Homophily in Social Software

The Washington Post has a brief article called “Why Everyone You Know Thinks The Same As You“. In short, you hang out with people who are like you, a phenomenon known as homophily. This happens online, and indeed the Internet can lower the costs of finding people like you. But homophily raises the question for social software designers of how much they should encourage homophily and how much they want to mix it up.

Consider sites like Findory, where machine learning techniques present news to you based on news you’ve said you liked. It’s often been asked whether this filtering just encourages people to see the news that supports their prejudices and never see news that counters them. Indeed, people were saying this about Usenet killfiles in the 80s and 90s. As social software and recommendations engines become part of the fabric of Web 2.0, the issues of homophily become important.

Designers first need to decide whether homophily is a a feature or a bug. Life is easy when you’re unchallenged: this is why people read the New York Times or watch Fox News or even just watch the 5pm news (the one with the deaths taken out) instead of the 7pm (the one that’s all death). Do you accept that your audience wants to be around people like them and that your job is to make that as easy as possible? NYT and Fox News show that it can certainly be a path to financial success.

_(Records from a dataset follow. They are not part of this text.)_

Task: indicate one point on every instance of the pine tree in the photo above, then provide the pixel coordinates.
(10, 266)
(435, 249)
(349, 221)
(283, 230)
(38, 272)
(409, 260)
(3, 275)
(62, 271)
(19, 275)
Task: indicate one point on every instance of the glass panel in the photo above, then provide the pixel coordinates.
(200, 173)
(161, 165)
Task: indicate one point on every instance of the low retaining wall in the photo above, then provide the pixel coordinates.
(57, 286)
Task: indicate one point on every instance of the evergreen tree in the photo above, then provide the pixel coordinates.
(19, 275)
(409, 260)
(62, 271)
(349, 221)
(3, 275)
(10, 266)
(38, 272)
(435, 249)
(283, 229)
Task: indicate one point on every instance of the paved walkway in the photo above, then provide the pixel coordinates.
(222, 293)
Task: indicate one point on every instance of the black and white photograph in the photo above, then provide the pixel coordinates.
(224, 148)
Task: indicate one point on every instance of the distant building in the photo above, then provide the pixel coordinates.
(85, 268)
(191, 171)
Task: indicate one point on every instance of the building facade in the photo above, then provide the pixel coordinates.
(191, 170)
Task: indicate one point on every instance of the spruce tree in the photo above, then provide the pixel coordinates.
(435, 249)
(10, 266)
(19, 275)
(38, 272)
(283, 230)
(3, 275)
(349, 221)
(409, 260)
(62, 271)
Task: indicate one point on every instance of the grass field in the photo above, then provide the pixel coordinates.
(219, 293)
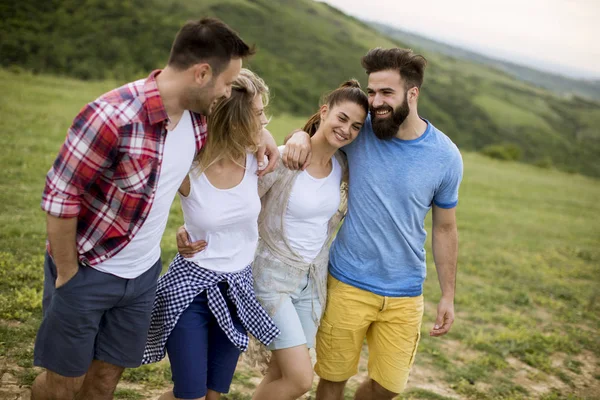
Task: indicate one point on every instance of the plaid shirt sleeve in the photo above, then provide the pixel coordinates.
(89, 148)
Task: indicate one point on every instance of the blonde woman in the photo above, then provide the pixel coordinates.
(300, 214)
(205, 305)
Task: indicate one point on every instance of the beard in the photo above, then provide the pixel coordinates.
(386, 128)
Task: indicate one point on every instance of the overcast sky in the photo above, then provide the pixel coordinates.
(556, 35)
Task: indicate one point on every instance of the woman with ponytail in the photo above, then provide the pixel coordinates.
(301, 211)
(300, 215)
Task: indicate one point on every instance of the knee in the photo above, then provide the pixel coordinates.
(49, 385)
(302, 382)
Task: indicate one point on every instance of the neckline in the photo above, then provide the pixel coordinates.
(417, 140)
(247, 167)
(333, 162)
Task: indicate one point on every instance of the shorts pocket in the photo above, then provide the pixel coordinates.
(332, 283)
(71, 282)
(323, 338)
(414, 352)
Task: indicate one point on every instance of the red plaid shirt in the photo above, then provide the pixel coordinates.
(108, 167)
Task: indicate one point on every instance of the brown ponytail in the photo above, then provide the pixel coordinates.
(347, 91)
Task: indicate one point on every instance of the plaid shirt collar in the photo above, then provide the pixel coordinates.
(154, 104)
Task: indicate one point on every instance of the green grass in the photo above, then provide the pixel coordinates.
(305, 48)
(503, 112)
(529, 261)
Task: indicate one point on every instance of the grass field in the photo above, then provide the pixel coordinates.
(528, 309)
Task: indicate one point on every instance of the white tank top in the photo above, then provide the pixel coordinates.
(226, 218)
(312, 203)
(143, 251)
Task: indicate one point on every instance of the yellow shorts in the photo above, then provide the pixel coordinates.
(392, 326)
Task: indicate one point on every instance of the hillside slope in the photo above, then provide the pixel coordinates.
(305, 49)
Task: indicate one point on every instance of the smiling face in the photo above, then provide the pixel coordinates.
(342, 122)
(388, 102)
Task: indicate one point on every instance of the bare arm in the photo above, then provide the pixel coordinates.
(298, 150)
(62, 237)
(445, 254)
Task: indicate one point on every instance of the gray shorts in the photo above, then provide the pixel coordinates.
(94, 316)
(294, 318)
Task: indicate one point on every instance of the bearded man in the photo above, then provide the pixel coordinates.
(401, 167)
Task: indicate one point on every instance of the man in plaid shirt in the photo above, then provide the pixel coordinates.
(107, 199)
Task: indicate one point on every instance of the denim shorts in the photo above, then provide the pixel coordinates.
(294, 317)
(94, 316)
(201, 355)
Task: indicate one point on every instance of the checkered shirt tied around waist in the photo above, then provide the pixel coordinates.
(107, 170)
(183, 282)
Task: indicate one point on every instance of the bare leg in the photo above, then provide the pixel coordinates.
(169, 396)
(289, 376)
(328, 390)
(100, 381)
(50, 386)
(371, 390)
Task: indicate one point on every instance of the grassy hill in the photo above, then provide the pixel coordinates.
(305, 49)
(528, 311)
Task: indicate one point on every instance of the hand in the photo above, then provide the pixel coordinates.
(267, 147)
(186, 248)
(64, 275)
(445, 317)
(298, 151)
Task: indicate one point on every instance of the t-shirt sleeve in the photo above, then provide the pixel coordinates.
(446, 196)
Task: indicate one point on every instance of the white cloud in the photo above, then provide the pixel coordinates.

If you don’t buy into homophily completely, what can you do? Recommendations increase your pool of interest in very short steps. To break homophily, recommend something for reasons other than “this meshes very tightly with your profile”. This seems heretical at first: the whole logic behind recommendations is to guess at items the user will probably like. But it has to happen. For you to identify their complete region of interests, you necessarily have to show them things in and out of that region. If you prematurely narrow in, you’ll end up only showing them stories about melting Antarctic ice shelves without connecting to the rest of environmental, travel, or scientific stories that they’re really interested in. The best way to make those connections is to mix it up.

Doing this creates serendipity: pleasantly surprising the user. For example, don’t show just the top 10 most similar items in your recommendations list, but show the eight most similar and two from the mid-range. Or call the “less relevant but also likely to be interesting” results out like you’re advertising them: put a heading like “Take a walk on the wild side” or “Break out” on top and act like it’s a feature you’re offering, not a bug you’re fixing. </p.

Breaking out of the tight circle of self-similar recommendations is a feature. I tried pandora.com and listened to all the bluegrass music that was like the music I like, until Pandora had no more that I wanted to listen to. It was briefly a bit like a poker machine–I spent another fifteen minutes trying to find new music before I finally realized there was no jackpot to be held and left. Pandora never said “look, I’m out of music to recommend to you–perhaps you’d like to head off on these related jags?” Don’t make your software an exhaustible pool of narrow recommendations.

Another strategy that works is to take a leaf from Malcolm Gladwell’s “Tipping Point” and find the connectors–people who join homophilic clusters. This is a feature a bit like “people who liked this story also liked” but it specifically eliminates your personal history and preferences–the point is to use the current object (person/photo/music genre/news story/…) as a gateway out of your shallow meme pool. Pandora could say “the genres most liked by people who like this genre are”, for example.

With social software, I think there’s a lot of room to exploit profiles. Think of social software as software that connects people through activities. The activities are necessarily around some common shared interest but they function as walls around those interests. Let people build out profiles to express the full range of their interests and is start conversations about other interests. Look at MySpace profiles for examples of how keen people are shove every facet of their life into a text field, preferably with blinking orange text and accompanying 50cent soundtrack.

The methods I gave earlier for advertising interests (“Did you know … Joshua Schachter also competitively whittles Persian cats”) let you learn more about the people you already know. That’s an important difference from the prototypical serendipitous recommendation: “you and X should become friends!” As Liz Goodman pointed out, we’re grown-ups and have lots of friends already. What else can the software do for us besides making it even harder to keep up with all the people we know? People are conversational animals, give them more things to talk about.

Another way to build in serendipity is to have pivotal navigation: tags, top ten lists, and Flickr’s interestingness measure are all ways to break people out of whatever group they’re in and take them to something new. Links are at the heart of this: we’ve all been lost in clicking our way through a drunkard’s walk of the Internet at one point or another. Inspire that in people: build those links and the metadata behind them into your site from the get-go.

Your challenge for this week: spot the social software features of a site you use that encourage homophily, and figure out two ways to break that homophily. Post your suggestions in the comments and on Friday I’ll send a free book from our new releases list to what I think is the best idea (O’Reilly books only, sorry–my astounding freebie powers bounce off the kryptonite walls of Paraglyph, the Prags, and Syngress).